本発明は油性ボールペンに関するものである。
従来の油性ボールペンインキは、インキ粘度が高く、単に重たい書き味となってしまい、インキ吐出も少なく、筆跡が薄くなってしまった。さらに、筆記時の筆記抵抗が高いので、潤滑性が悪く、ボール座の摩耗が促進してしまい、筆記不良になってしまうこともあった。(特許文献1)
こうした問題を解決するため、油性ボールペンインキは、低粘度インキ10000mPa・s以下とし、滑らかにして、書き味を向上して、良好な筆記性能が得られるようになった。(特許文献2、3)
特願平6-64988号公報 特開2004-107594号公報 特開2001-152069号公報
油性ボールペンインキを低粘度インキに設定したり、様々な各種潤滑剤を用いて、筆記先端部と被筆記面との間で筆記抵抗を低減して、書き味を向上し、さらにインキ吐出を良好にして、濃い筆跡とすることができるようになったが、一方でボールが滑りすぎることで、書き間違えてしまったり、筆記した感触がなく、良好な書き心地が感じられないなど改善の余地があった。

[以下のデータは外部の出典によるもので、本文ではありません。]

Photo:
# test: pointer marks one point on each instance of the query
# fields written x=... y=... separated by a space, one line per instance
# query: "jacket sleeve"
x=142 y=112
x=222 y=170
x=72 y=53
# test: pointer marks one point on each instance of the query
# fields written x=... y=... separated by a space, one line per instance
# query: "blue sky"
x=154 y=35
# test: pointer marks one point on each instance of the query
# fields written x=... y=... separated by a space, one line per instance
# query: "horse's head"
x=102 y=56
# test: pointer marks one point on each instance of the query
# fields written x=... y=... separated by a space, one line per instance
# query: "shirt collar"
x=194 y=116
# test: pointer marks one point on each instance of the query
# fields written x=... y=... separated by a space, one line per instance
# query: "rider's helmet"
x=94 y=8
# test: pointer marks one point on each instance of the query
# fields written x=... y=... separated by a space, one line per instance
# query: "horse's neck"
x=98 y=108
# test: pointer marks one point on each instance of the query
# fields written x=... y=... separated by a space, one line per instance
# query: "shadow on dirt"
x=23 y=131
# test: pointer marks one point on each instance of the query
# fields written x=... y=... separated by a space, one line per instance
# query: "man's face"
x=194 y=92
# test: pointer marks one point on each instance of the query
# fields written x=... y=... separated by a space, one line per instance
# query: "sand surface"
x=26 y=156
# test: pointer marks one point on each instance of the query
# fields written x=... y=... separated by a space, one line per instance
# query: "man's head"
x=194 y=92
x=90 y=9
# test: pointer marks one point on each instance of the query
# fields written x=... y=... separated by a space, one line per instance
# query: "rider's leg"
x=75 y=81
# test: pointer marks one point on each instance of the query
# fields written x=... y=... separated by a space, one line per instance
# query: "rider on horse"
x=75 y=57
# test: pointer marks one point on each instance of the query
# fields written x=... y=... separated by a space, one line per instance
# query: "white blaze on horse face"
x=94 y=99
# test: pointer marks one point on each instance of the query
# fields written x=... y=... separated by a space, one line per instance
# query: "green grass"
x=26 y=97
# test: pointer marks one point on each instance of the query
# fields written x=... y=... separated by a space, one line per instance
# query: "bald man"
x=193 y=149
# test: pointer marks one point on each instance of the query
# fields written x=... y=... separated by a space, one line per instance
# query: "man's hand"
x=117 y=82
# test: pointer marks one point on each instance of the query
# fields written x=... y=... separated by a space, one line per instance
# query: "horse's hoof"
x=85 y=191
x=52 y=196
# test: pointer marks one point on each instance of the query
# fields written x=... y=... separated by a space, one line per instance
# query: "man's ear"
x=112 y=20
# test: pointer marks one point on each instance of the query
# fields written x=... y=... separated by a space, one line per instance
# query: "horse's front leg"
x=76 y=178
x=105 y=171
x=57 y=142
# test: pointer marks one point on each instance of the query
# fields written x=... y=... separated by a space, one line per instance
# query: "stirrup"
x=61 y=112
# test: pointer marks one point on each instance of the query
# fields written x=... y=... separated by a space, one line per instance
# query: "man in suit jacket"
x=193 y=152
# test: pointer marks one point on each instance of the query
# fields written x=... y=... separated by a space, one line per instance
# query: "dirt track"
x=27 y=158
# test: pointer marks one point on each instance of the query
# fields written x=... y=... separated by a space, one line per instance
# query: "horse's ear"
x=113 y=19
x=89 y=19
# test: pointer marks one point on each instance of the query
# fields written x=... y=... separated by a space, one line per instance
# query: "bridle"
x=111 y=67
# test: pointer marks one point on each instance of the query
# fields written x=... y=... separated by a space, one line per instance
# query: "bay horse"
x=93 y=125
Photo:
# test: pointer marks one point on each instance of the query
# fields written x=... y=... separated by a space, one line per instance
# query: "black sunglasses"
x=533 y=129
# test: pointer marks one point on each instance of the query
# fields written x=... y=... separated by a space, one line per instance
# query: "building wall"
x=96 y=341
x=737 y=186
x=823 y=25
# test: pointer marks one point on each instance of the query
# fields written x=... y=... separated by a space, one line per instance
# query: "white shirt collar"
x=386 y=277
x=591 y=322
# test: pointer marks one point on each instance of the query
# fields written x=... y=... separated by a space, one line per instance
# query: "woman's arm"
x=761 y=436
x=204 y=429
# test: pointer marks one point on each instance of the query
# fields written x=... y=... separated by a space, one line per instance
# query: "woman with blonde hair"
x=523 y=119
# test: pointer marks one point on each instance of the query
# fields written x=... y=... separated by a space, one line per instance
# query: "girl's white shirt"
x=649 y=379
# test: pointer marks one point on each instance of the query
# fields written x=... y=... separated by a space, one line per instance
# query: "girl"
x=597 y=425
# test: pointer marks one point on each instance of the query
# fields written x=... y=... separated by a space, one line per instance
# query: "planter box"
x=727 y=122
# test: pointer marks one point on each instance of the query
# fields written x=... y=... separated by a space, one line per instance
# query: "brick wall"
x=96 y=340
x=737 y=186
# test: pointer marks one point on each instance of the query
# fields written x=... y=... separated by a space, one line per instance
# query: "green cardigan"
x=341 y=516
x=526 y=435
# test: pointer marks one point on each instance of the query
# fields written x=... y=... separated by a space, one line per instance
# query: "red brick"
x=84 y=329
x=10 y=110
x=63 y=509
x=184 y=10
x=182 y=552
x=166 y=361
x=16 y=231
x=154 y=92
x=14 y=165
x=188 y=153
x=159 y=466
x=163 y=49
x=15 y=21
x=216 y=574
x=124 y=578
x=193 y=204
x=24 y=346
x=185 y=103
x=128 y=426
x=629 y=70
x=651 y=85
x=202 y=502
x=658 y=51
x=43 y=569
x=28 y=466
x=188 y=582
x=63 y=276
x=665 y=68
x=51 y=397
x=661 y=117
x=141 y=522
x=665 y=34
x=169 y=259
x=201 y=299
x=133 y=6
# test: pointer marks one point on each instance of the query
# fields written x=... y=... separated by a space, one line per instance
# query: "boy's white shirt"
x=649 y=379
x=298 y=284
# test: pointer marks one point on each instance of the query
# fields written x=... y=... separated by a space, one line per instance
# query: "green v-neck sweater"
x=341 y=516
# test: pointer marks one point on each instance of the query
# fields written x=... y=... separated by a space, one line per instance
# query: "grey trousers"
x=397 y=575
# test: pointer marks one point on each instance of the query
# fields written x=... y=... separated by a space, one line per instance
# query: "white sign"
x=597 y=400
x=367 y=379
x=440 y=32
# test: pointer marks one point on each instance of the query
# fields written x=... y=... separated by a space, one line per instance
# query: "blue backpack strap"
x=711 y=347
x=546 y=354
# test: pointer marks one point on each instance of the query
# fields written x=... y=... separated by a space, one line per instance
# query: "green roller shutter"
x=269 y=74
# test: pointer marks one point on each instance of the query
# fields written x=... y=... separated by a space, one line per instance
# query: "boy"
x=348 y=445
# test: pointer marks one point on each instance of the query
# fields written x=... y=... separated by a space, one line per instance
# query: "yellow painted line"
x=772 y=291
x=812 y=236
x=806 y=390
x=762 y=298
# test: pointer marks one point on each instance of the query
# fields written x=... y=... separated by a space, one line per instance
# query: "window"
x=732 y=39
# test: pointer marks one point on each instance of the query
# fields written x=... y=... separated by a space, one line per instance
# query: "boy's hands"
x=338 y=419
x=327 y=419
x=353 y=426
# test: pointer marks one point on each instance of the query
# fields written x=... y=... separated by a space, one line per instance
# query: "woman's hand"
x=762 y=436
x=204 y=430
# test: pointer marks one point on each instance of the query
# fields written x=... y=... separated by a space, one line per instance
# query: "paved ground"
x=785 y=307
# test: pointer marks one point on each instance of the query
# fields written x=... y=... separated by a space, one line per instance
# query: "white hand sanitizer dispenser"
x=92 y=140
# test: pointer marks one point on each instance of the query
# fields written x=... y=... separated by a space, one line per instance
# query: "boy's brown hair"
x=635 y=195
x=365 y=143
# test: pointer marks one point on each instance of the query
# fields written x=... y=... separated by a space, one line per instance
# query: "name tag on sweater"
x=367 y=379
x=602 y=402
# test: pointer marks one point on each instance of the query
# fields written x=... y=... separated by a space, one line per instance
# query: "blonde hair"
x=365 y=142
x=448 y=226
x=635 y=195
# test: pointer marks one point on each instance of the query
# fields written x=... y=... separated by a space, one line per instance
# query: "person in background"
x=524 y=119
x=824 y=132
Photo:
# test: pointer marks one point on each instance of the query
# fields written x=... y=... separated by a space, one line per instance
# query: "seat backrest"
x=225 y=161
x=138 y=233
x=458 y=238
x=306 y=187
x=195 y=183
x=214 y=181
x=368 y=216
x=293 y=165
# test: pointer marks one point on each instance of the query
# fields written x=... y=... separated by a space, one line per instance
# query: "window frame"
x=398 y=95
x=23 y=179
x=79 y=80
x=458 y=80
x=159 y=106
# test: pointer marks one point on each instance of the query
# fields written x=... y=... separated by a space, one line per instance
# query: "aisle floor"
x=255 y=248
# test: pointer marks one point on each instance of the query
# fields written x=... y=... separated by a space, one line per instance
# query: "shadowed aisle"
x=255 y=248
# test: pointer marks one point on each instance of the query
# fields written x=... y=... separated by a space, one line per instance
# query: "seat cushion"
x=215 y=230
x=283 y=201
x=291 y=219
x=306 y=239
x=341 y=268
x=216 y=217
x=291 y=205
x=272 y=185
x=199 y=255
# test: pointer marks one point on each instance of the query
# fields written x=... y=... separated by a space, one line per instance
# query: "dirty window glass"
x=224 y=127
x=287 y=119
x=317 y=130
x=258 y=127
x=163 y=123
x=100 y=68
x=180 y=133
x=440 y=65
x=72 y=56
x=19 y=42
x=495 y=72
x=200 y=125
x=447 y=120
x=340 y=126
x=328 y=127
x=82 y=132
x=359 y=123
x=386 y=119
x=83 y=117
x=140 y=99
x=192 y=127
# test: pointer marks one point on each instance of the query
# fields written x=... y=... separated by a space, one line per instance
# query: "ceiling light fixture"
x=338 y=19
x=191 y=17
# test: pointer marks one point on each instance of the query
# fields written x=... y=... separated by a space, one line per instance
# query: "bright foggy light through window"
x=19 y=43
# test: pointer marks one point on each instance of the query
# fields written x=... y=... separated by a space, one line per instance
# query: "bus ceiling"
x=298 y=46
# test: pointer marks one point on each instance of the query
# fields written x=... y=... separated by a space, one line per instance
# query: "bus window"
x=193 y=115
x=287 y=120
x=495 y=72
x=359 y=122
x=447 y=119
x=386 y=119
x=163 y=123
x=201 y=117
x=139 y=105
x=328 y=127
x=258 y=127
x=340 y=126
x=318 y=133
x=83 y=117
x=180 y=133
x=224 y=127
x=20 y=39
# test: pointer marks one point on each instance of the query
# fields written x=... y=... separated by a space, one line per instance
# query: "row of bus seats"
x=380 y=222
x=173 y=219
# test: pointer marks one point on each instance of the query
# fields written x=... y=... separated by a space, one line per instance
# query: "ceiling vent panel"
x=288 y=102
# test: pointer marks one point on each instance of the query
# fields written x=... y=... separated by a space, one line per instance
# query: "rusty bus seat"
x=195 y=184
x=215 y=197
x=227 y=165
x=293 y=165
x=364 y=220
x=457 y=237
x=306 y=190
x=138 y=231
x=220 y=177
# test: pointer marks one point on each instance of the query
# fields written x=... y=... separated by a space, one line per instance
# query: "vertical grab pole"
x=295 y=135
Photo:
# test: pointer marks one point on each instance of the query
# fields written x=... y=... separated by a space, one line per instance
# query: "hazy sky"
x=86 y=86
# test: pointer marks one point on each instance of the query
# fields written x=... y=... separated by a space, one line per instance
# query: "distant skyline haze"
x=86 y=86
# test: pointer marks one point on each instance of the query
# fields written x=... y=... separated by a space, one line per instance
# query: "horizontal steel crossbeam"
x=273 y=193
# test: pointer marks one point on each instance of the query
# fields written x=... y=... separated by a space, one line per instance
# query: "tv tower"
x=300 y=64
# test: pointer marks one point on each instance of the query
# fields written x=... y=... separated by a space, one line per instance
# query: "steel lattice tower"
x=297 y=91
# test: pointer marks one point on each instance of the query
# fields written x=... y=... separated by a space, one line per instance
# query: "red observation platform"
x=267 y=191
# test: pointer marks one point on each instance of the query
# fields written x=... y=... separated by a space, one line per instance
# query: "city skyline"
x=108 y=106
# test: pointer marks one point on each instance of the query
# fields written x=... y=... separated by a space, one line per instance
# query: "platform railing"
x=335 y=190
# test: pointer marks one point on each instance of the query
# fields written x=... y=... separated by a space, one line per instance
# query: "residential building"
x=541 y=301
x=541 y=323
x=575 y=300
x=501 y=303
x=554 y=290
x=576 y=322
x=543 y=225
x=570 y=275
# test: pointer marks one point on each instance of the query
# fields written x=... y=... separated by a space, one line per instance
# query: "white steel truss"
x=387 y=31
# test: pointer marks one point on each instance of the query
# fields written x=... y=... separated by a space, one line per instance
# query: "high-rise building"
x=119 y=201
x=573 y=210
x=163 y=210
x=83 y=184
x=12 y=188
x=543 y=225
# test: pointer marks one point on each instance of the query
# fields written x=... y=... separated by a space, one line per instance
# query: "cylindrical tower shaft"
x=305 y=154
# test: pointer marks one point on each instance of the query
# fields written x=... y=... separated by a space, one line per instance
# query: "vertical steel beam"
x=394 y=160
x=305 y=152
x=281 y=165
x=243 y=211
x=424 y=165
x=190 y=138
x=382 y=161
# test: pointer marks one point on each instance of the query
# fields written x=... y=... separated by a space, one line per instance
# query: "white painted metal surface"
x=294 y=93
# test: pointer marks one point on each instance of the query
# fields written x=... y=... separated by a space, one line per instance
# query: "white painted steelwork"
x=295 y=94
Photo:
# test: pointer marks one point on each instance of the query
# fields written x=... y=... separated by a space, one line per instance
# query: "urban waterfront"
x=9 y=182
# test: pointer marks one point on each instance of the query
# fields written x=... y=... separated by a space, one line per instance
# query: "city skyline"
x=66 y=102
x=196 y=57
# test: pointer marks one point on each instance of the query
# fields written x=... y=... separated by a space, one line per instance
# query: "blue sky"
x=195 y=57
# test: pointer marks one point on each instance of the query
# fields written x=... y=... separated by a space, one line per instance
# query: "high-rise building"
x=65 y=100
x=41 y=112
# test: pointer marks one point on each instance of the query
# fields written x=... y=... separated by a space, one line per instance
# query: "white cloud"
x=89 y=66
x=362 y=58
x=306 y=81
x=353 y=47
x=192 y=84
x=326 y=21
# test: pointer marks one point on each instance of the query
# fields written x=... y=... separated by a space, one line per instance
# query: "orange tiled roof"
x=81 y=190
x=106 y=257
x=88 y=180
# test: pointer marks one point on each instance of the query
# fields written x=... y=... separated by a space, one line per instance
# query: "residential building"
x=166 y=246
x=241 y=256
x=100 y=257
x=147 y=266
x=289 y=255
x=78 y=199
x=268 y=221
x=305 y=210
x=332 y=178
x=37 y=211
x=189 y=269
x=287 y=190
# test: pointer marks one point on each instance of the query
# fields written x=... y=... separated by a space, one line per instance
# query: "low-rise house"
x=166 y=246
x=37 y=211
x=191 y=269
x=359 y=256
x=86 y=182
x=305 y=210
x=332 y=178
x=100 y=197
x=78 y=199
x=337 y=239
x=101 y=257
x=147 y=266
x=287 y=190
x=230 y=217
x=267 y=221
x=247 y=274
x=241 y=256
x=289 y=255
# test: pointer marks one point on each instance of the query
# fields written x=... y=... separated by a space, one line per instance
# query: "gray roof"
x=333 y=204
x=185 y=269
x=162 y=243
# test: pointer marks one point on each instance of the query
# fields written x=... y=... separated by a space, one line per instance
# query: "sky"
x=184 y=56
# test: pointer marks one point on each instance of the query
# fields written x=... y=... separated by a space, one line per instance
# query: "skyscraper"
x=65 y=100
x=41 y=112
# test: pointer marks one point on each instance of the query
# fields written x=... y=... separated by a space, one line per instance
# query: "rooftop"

本発明の目的は、しっかりとした書き味(書き心地)としながらも、インキ消費量が多くできて、濃い筆跡とする油性ボールペンを得ることである。
本発明は、上記課題を解決するために
「1.インキ収容筒の先端部にボールペンチップを有し、前記インキ収容筒内に、着色剤、有機溶剤、樹脂を含んでなる油性ボールペン用インキ組成物を収容してなる油性ボールペンであって、
前記油性ボールペン用インキ組成物のインキ粘度が、20℃の環境下、剪断速度200sec-1において、1000mPa・s以上10000mPa・s以下であって、
前記油性ボールペンが、筆記加重200gf 筆記角度70°において、筆記速度4m/minの摩擦係数が0.13以上であり、
100mあたりのインキ消費量が30mg以上100mg以下であることを特徴とする油性ボールペン。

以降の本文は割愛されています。